When MIG is enabled on supported Blackwell GPUs, each MIG slice can be configured independently in homogeneous or heterogeneous mode. See Figure 5 for an example configuration.

Example Homogeneous vGPU Configuration for NVIDIA RTX PRO 4500 Blackwell Server Edition#

_images/image28.png

Figure 3 Example Homogeneous vGPU Configurations for NVIDIA RTX PRO 4500 Blackwell Server Edition#

Figure 3 shows an example configuration in which MIG is not enabled, so the NVIDIA RTX PRO 4500 Blackwell Server Edition GPU is configured in homogeneous mode. In this configuration, the GPU hosts six DC-2B vGPU profiles.

Example Heterogeneous vGPU Configuration for NVIDIA RTX PRO 4500 Blackwell Server Edition#

_images/image10.png

Figure 4 Example Heterogeneous vGPU Configurations for NVIDIA RTX PRO 4500 Blackwell Server Edition#

Figure 4 shows an example configuration in which MIG is not enabled, so the NVIDIA RTX PRO 4500 Blackwell Server Edition GPU is configured in heterogeneous mode. In this configuration, the GPU hosts six DC-3B profiles and two DC-2B profiles.

Example MIG-Backed vGPU Configuration Showing Homogeneous and Heterogeneous Modes per MIG Slice on NVIDIA RTX PRO 4500 Blackwell Server Edition#

_images/image29.png

Figure 5 Example MIG-Backed vGPU Configuration Showing Homogeneous and Heterogeneous Modes per MIG Slice on NVIDIA RTX PRO 4500 Blackwell Server Edition#

Figure 5 shows a mixed MIG-backed vGPU configuration in which two MIG 1g.16gb+gfx slices on a single NVIDIA RTX PRO 4500 Blackwell Server Edition GPU host different profile combinations:

  • MIG Slice 0 is configured in homogeneous mode and hosts eight DC-1-2B profiles.

  • MIG Slice 1 is configured in heterogeneous mode and hosts two DC-1-3B profiles and two DC-1-2B profiles.

Heterogeneous vGPU allows support of different vGPU types (A, B, and Q series) as well as different vGPU sizes on the same physical GPU. For example, an A16 with heterogeneous vGPU can host A16-3B and A16-2A vGPU instances.

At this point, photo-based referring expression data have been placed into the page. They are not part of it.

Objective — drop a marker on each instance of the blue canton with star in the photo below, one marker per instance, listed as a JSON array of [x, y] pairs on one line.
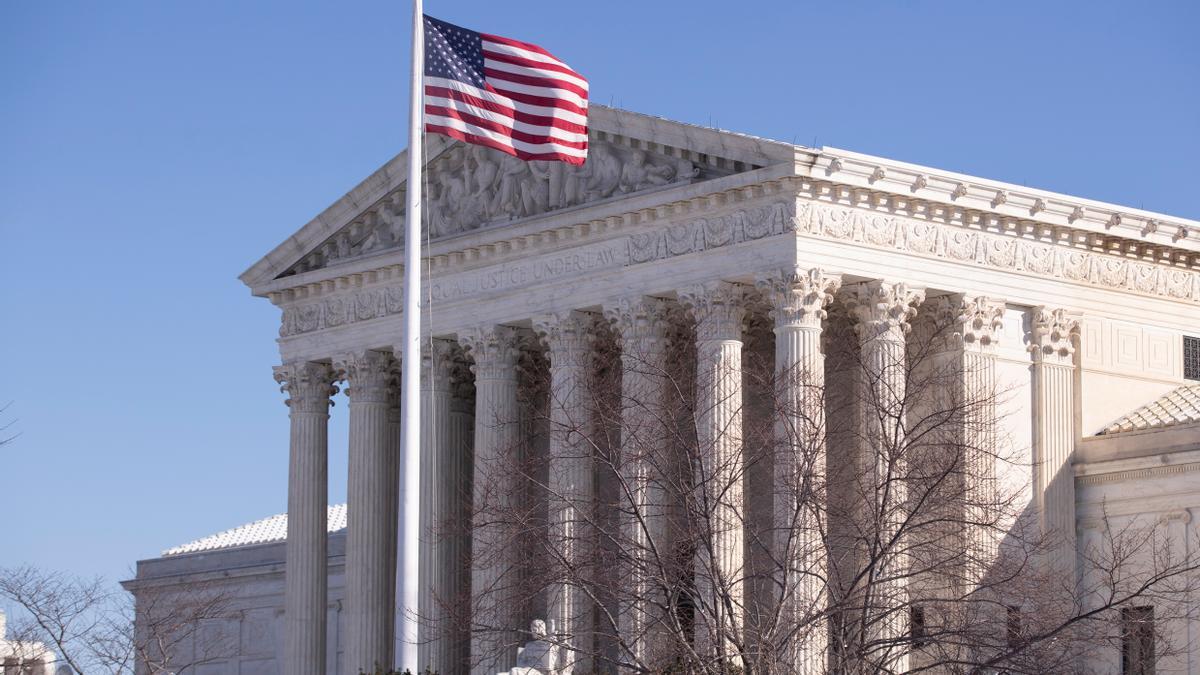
[[454, 53]]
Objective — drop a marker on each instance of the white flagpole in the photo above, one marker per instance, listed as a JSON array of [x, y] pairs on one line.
[[411, 392]]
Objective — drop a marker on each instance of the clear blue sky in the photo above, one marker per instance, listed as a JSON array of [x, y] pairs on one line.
[[151, 151]]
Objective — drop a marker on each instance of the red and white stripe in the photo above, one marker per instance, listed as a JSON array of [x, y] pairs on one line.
[[534, 107]]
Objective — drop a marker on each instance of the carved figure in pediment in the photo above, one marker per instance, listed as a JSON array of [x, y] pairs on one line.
[[556, 175], [451, 195], [639, 173], [381, 234], [685, 169], [537, 186], [510, 197], [601, 171], [481, 169], [396, 220]]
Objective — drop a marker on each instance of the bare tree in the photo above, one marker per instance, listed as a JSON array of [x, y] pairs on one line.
[[95, 628], [869, 505]]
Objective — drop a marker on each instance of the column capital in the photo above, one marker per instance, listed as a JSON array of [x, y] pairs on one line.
[[972, 322], [1051, 336], [639, 318], [369, 374], [565, 335], [438, 357], [309, 386], [718, 308], [798, 297], [495, 350], [883, 309]]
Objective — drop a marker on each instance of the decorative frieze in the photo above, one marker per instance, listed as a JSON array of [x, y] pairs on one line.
[[1068, 258], [711, 232], [924, 238], [471, 187]]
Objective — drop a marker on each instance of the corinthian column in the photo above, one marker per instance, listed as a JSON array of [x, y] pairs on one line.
[[371, 520], [798, 300], [569, 482], [883, 310], [646, 442], [969, 329], [1054, 426], [309, 387], [720, 465], [495, 575], [435, 568]]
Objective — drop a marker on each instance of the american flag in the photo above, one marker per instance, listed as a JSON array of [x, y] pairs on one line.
[[508, 95]]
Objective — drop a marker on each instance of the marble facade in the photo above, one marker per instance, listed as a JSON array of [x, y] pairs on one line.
[[1077, 306]]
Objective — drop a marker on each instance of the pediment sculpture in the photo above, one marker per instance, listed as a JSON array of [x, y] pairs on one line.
[[471, 186]]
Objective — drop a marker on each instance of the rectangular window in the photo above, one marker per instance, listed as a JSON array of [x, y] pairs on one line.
[[1138, 640], [1014, 626], [917, 626], [1191, 357]]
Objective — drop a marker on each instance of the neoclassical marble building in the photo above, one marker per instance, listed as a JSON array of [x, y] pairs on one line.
[[1081, 310]]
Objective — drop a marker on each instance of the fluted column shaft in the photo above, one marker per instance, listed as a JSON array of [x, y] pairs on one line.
[[885, 310], [798, 302], [435, 568], [371, 520], [309, 387], [570, 490], [456, 502], [646, 442], [720, 466], [1054, 428], [493, 581], [978, 322]]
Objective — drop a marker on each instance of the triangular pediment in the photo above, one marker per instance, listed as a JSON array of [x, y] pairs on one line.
[[469, 187]]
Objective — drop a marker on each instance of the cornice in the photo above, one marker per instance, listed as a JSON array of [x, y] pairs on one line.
[[707, 147], [1137, 473], [1134, 227], [753, 204], [538, 234]]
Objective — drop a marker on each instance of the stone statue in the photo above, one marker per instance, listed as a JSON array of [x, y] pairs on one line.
[[509, 195], [472, 185], [539, 655], [603, 171], [639, 173]]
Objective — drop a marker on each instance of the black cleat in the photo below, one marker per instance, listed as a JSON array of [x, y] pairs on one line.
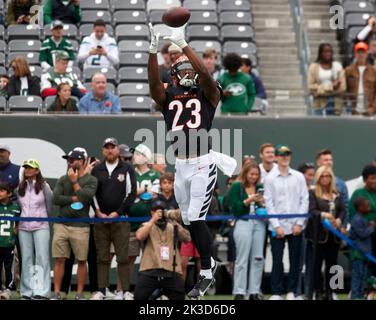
[[203, 284]]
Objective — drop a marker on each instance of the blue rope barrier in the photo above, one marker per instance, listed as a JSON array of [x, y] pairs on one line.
[[143, 219]]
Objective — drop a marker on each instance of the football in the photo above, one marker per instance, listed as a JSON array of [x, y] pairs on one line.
[[176, 17]]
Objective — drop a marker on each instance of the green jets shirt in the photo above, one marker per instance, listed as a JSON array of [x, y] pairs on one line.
[[242, 90], [7, 237]]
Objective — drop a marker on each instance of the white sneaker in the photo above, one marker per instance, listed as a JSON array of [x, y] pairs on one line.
[[276, 297], [290, 296], [6, 295], [97, 296], [109, 295], [118, 295], [128, 295]]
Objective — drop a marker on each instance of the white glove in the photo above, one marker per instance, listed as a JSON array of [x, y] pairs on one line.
[[154, 40], [178, 37]]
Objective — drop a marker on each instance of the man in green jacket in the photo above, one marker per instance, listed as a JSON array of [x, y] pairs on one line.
[[238, 88], [73, 194]]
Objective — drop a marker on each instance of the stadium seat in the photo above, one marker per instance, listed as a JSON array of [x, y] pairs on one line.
[[31, 57], [134, 46], [233, 32], [155, 16], [203, 17], [133, 89], [240, 47], [89, 16], [201, 5], [162, 4], [201, 46], [130, 74], [358, 6], [235, 17], [87, 29], [3, 104], [110, 73], [110, 87], [128, 5], [133, 59], [25, 104], [132, 31], [22, 45], [202, 32], [129, 17], [94, 5], [22, 31], [234, 5], [70, 31], [135, 104]]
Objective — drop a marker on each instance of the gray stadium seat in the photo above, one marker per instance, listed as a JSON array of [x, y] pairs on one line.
[[202, 32], [155, 16], [110, 86], [87, 29], [94, 5], [133, 59], [70, 31], [22, 45], [128, 5], [22, 31], [201, 46], [25, 104], [233, 32], [203, 17], [130, 74], [135, 104], [162, 4], [110, 73], [201, 5], [89, 16], [134, 46], [3, 104], [133, 89], [358, 6], [235, 17], [129, 17], [239, 47], [132, 31], [234, 5], [31, 57]]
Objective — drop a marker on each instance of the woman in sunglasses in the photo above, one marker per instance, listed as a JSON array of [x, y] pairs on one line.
[[35, 199]]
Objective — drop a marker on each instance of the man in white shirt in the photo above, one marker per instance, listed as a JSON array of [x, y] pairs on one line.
[[267, 157], [285, 193], [99, 49]]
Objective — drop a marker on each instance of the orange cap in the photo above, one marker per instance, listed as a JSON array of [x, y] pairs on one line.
[[361, 46]]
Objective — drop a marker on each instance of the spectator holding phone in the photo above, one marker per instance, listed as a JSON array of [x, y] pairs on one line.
[[99, 49]]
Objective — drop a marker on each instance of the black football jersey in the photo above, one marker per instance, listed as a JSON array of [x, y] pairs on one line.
[[189, 116]]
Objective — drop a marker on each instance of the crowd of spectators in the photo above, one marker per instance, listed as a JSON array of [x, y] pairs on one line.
[[134, 183]]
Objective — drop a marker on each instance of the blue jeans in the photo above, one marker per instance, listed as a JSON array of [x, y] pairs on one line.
[[360, 274], [249, 239], [278, 245], [35, 252]]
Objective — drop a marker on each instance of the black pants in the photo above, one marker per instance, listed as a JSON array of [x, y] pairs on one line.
[[92, 264], [172, 287], [6, 259]]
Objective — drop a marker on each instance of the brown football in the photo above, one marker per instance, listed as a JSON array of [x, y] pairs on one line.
[[176, 17]]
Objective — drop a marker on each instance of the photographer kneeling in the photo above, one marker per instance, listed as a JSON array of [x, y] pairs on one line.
[[160, 264]]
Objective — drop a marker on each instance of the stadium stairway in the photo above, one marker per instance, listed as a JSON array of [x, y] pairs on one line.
[[317, 19], [278, 57]]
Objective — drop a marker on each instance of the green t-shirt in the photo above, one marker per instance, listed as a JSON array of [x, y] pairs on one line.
[[243, 92], [7, 237]]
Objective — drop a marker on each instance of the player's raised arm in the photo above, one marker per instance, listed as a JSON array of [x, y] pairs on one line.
[[157, 91], [207, 83]]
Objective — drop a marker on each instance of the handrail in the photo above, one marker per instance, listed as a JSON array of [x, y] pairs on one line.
[[303, 46]]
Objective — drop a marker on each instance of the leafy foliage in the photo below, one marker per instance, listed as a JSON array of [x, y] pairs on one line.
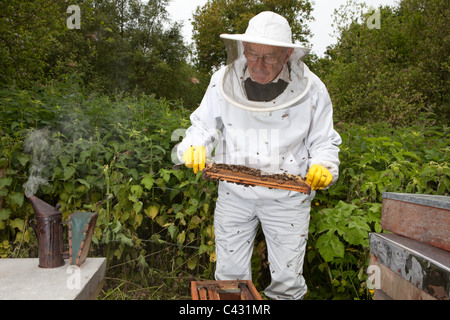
[[398, 72]]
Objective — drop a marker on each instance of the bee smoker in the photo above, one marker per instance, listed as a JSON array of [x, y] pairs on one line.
[[48, 228]]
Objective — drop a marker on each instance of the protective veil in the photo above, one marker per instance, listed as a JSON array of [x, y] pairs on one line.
[[285, 135]]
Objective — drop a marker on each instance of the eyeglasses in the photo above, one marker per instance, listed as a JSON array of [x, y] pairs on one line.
[[267, 59]]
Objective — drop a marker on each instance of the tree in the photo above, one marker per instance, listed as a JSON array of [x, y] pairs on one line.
[[399, 72], [232, 16]]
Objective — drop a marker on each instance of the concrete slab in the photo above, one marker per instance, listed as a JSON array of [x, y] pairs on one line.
[[409, 263], [22, 279]]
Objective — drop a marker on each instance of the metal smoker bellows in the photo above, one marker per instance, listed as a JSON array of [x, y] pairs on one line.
[[48, 228]]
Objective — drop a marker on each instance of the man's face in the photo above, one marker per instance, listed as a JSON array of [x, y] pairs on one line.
[[265, 62]]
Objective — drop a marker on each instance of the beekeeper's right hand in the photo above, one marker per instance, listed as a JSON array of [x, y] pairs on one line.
[[194, 157]]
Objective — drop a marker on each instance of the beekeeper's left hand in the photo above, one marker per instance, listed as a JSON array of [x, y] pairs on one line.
[[318, 177], [194, 158]]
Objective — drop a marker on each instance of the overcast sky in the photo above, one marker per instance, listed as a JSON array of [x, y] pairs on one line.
[[182, 10]]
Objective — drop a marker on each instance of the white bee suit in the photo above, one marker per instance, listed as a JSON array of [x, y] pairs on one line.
[[285, 135]]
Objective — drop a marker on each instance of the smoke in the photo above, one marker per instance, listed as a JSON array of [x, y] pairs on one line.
[[39, 146]]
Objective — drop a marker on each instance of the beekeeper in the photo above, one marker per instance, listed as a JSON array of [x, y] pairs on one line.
[[268, 111]]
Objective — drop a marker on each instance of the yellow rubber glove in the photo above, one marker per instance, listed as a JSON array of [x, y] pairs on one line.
[[194, 157], [318, 177]]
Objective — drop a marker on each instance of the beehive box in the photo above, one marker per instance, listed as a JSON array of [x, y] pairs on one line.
[[224, 290], [425, 218]]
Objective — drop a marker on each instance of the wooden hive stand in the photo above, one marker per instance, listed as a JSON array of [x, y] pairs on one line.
[[224, 290]]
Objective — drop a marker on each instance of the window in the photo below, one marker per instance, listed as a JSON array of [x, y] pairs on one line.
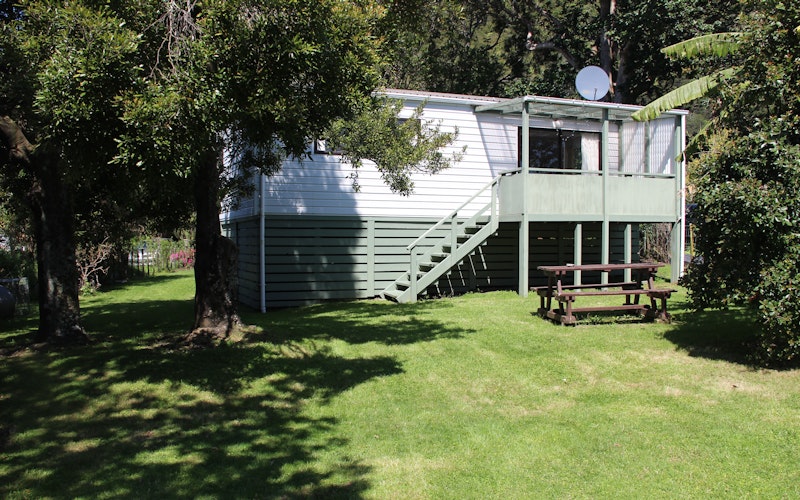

However, the maximum number of vGPU instances of a given size that can be supported is the closest power-of-2 to the number of instances with homogeneous vGPU.

In the below example, we see that an A16 GPU with 64 GB of GPU memory (16x4) can support:

  • 5 instances of the A16-3B profile with a homogeneous vGPU configuration per card

  • 4 instances of the A16-3B profile with a heterogeneous vGPU configuration per card

Table 5 A16-3B vGPU Profile#

Virtual GPU Type

Frame Buffer (MB)

Maximum vGPUs per GPU with Homogeneous vGPU

Maximum vGPUs per GPU with Heterogeneous vGPU

A16-3B

3072

5

4

For more information, refer to Valid Time-Sliced Virtual GPU Configurations on a Single GPU.

The following diagram shows the supported placements for each size of vGPU on a GPU with a total of 16 GB of frame buffer with heterogeneous vGPU configurations:

_images/image21.png

Figure 6 vGPU Placements for GPUs with 16 GB Frame Buffer with Heterogeneous vGPU Configuration#

For more details, refer to vGPU Placements for GPUs.

Note

Multi-session desktops require careful consideration of GPU memory. We suggest selecting a large vGPU profile size based on the results of POC testing. Conducting POCs is crucial for identifying the appropriate vGPU profile size, addressing potential bottlenecks, and ensuring that the deployed solution meets the desired performance criteria.